Während Trump die 360 Millionen für die UNRWA streicht, denkt er nicht daran, die jährliche Militärhilfe an Israel im Umfang von 3,8 Milliarden Dollar in Zweifel zu ziehen. (Bild: Nabil Mounzer / EPA)

Der Ärger in Israel über das Hilfswerk der Uno für Palästinaflüchtlinge (UNRWA) ist verständlich. Nach dem Sieg im Unabhängigkeitskrieg von 1948 und der Vertreibung von über 700 000 Palästinensern soll Israels Gründungsvater David Ben-Gurion gesagt haben: «Die Alten werden sterben, die Jungen werden vergessen.»

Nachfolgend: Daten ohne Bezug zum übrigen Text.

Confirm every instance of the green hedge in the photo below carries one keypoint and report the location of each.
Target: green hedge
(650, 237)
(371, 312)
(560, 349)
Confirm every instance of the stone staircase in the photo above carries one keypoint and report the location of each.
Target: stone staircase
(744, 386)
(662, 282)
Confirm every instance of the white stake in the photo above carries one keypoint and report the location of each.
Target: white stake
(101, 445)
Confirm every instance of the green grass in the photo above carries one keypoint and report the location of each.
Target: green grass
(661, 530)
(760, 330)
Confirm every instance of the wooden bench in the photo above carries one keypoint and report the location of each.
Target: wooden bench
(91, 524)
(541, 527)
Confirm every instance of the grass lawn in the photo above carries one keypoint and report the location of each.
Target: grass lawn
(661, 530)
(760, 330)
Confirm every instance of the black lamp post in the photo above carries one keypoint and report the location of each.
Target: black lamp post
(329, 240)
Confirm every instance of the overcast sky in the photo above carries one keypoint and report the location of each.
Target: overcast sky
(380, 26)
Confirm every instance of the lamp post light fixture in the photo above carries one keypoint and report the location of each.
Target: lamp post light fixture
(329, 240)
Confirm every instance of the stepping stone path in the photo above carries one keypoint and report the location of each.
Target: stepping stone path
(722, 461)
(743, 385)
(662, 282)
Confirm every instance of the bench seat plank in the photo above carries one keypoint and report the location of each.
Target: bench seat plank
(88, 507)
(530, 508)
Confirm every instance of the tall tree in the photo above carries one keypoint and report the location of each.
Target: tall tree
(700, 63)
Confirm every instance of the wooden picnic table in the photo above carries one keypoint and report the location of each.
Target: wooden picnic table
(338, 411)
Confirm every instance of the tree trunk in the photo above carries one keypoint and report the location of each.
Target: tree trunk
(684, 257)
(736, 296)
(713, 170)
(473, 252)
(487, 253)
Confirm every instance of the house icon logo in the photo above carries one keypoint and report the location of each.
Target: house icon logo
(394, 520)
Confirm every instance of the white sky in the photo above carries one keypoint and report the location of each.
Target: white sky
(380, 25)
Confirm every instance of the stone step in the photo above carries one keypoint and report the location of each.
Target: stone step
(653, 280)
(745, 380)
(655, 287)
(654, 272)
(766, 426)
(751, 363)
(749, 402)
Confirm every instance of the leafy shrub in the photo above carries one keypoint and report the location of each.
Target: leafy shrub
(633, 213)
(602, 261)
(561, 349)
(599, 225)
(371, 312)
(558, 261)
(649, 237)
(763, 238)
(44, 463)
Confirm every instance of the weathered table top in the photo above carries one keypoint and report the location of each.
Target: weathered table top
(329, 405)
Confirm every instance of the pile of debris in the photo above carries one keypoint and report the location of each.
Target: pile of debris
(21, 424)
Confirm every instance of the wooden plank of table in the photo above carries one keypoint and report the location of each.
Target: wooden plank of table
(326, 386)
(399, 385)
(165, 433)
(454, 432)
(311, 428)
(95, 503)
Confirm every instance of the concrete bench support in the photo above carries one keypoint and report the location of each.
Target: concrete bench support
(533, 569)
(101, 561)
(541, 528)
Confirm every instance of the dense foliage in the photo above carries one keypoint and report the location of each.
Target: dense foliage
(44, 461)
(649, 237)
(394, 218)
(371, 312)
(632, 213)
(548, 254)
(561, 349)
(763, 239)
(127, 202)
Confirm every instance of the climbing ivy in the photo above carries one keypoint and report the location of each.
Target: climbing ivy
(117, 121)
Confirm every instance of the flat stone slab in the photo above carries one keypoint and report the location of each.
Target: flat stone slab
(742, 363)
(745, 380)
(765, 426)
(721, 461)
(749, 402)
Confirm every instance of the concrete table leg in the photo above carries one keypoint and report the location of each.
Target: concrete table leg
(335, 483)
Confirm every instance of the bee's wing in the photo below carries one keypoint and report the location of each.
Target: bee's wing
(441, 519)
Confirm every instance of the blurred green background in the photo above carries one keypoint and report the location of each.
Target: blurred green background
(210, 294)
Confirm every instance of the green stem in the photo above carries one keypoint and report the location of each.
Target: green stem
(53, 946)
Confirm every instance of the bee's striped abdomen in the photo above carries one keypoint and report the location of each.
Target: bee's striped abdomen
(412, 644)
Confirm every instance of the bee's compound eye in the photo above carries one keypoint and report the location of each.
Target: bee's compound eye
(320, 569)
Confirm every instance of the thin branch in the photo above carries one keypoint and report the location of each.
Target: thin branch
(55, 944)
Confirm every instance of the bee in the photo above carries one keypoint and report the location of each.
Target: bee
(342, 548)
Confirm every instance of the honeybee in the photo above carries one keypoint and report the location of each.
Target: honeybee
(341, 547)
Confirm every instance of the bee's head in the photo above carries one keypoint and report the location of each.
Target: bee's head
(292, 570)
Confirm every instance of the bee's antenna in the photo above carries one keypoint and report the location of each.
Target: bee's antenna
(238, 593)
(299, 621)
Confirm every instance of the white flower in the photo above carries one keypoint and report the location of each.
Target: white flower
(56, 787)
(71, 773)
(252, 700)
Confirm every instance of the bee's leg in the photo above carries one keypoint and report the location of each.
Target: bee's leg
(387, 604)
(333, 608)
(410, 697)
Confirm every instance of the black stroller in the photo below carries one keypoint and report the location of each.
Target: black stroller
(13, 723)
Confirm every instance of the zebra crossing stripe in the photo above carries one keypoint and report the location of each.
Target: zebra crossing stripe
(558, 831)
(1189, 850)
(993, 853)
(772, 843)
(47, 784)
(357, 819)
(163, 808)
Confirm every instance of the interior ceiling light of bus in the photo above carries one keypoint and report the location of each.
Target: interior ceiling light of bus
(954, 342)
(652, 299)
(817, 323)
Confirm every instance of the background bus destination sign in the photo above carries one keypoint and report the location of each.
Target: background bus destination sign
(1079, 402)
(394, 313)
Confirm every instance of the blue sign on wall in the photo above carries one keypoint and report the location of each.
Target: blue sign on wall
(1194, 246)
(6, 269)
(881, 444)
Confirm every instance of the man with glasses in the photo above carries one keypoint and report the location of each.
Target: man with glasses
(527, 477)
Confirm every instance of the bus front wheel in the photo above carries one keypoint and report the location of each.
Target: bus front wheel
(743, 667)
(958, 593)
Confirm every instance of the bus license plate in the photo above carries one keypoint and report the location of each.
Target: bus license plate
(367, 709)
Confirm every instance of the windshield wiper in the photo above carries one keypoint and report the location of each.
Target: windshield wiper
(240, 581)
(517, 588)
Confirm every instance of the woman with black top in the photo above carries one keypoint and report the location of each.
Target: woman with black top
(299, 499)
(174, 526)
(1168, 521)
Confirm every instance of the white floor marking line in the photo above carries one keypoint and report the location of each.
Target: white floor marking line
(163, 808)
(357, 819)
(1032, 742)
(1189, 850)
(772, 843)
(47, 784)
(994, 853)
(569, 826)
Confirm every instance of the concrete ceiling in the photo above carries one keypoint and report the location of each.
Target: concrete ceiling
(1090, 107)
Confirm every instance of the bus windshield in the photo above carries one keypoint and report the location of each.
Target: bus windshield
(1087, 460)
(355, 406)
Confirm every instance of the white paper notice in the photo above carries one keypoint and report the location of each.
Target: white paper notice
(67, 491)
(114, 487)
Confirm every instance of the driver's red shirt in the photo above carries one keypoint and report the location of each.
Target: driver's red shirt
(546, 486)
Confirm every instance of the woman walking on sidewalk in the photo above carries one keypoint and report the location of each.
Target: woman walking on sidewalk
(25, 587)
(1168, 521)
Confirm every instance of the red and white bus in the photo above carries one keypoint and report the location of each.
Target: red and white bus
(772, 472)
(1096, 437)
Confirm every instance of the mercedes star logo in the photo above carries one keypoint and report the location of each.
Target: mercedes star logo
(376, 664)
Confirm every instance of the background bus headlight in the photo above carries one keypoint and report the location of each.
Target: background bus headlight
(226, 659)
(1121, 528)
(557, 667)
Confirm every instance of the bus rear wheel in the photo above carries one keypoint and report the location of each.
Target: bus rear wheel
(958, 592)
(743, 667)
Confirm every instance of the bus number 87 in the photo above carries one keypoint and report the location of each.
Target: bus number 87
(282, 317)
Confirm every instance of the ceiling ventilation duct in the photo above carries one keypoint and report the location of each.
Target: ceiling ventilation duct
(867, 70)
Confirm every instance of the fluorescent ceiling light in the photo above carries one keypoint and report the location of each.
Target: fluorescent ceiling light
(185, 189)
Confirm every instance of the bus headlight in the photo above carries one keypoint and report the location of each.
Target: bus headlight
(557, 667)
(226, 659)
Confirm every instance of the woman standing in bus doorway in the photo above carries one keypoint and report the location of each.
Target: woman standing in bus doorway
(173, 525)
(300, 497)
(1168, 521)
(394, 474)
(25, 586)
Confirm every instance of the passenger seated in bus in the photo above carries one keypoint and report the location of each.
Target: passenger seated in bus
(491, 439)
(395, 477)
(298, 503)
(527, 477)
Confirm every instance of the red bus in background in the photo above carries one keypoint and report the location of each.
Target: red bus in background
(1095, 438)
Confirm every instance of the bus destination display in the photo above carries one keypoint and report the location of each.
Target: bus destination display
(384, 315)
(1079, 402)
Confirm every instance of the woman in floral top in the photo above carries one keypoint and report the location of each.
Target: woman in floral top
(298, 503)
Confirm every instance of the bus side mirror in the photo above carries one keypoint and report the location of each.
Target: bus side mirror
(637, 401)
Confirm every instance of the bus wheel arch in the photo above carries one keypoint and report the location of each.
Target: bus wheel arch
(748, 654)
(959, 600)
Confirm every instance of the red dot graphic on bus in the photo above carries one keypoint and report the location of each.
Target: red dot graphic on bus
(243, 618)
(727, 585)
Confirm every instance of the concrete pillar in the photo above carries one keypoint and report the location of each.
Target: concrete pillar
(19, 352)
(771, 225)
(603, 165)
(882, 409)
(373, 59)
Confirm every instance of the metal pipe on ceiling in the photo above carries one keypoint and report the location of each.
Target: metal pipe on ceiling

Er hat sich geirrt. Die Flüchtlinge sind nicht ausgestorben, sie haben sich vermehrt, und die Kinder und Enkelkinder haben ihre Herkunft keineswegs vergessen. Rund fünf Millionen registrierte Vertriebene leben heute in der Obhut der UNRWA im Gazastreifen und im Westjordanland, aber auch in Jordanien, Syrien und Libanon. Aus den ehemaligen Zeltlagern sind heute ganze Stadtteile geworden.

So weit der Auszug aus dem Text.